Permanent link to cite or share this item: http://hdl.handle.net/10568/3041
Low crop and livestock productivities in the mixed farming systems of Ethiopia hamper efforts to meet the increasing food demands from a stressed natural resource base. Important reasons for the low agricultural productivity are water scarcity and poor spatial and temporal rainfall distribution. Although improving agricultural water productivity would safeguard people’s livelihoods and the environment, the lack of information on best bet interventions and strategies to achieve this impedes targeted decision making. Therefore, the aim of this study was to conduct an ex-ante evaluation of the potential effect of selected interventions on livestock water productivity (LWP) in mixed crop-livestock systems. Baseline data were collected from a water scarce area in the Ethiopian highlands. An analysis of productivity gaps and stakeholder interviews helped to identify promising interventions, which were categorized in three groups related to feed, water and animal management. A spreadsheet model was developed that was composed of the various production components of the farming system, their interactions and influencing factors.
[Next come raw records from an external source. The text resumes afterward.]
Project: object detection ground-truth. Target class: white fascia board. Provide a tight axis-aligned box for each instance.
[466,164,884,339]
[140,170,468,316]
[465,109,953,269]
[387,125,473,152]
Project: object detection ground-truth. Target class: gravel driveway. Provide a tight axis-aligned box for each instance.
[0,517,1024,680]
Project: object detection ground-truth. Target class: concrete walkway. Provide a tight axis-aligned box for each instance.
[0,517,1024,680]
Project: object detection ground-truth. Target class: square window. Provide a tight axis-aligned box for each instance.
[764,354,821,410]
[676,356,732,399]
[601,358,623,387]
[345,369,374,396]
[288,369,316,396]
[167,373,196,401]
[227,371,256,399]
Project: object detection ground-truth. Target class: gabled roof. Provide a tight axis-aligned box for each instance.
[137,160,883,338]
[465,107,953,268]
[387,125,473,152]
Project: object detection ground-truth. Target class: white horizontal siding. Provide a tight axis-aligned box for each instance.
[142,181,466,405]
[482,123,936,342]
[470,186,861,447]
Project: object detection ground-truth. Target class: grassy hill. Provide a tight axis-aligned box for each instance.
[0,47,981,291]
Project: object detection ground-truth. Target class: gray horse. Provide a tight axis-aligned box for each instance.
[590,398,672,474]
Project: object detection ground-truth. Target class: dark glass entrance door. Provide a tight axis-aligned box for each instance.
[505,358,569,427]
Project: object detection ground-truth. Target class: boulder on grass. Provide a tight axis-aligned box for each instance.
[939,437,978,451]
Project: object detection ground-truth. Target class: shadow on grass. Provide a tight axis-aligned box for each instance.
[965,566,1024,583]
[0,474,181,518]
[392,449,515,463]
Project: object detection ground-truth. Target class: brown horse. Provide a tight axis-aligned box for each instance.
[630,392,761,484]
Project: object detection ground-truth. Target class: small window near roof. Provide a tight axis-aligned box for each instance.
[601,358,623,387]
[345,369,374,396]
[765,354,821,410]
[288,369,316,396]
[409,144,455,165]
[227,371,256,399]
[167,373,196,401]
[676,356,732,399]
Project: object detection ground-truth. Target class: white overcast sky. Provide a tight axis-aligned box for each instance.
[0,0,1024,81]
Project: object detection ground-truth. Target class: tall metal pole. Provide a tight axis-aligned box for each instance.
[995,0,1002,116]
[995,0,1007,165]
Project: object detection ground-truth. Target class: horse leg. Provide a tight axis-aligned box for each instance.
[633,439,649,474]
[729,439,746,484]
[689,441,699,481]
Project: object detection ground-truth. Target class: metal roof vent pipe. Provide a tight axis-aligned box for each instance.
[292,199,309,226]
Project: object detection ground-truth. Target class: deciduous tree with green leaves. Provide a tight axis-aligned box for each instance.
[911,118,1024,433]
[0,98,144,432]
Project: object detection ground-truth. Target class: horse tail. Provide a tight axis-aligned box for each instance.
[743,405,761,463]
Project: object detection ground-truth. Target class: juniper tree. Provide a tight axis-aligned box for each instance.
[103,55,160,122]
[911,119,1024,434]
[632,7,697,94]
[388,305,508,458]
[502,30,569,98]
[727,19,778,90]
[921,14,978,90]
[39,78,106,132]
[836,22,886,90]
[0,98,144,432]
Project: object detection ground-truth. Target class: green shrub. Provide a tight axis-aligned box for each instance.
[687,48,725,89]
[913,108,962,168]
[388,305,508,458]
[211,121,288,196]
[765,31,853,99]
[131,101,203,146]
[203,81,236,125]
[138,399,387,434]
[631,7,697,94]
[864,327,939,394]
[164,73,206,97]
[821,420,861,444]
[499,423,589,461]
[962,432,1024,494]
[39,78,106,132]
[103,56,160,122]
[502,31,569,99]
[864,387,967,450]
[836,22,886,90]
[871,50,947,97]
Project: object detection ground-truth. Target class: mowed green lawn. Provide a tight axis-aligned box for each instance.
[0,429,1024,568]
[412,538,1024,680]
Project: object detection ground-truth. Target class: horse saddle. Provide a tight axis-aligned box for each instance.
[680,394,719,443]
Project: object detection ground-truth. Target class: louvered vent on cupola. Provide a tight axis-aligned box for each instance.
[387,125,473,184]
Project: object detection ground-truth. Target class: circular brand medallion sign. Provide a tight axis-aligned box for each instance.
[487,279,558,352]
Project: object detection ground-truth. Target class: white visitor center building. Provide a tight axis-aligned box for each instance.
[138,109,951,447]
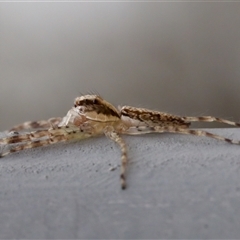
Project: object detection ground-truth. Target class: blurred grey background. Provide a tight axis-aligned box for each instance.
[0,2,240,130]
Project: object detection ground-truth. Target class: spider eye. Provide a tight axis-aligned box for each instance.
[78,106,85,113]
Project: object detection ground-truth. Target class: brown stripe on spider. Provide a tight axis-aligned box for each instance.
[74,95,120,118]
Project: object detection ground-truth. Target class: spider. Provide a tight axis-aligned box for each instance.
[0,95,240,189]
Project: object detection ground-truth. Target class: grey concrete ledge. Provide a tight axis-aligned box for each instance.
[0,129,240,239]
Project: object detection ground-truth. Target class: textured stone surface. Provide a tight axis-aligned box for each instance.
[0,129,240,239]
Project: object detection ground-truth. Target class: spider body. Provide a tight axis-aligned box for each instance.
[0,95,240,189]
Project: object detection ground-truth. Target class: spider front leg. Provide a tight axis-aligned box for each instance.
[105,128,128,189]
[0,126,91,158]
[7,117,62,132]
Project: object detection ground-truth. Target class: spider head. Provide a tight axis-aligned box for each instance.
[74,95,120,122]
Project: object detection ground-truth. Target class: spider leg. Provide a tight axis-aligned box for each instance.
[158,127,240,145]
[183,116,240,127]
[8,117,62,132]
[0,126,91,158]
[124,126,240,145]
[105,130,128,189]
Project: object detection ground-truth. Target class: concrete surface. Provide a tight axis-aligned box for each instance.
[0,129,240,239]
By linking water use for feed production with livestock products through the energy supplied by the feeds, the potential effect of interventions on LWP could be simulated. The evaluation showed that the various interventions targeting feed, water and animal management could result in LWP improvements ranging from 4 to 94%. Feed and energy water productivity increased particularly with interventions like fertilizer application, and the introduction of fodder trees, concentrates, improved food-feed crops, and soil and water conservation measures. Combining the different interventions led to a stronger improvement than any of the single interventions. The results of the evaluation can inform policy-makers and development actors on which best bets to promote and invest in.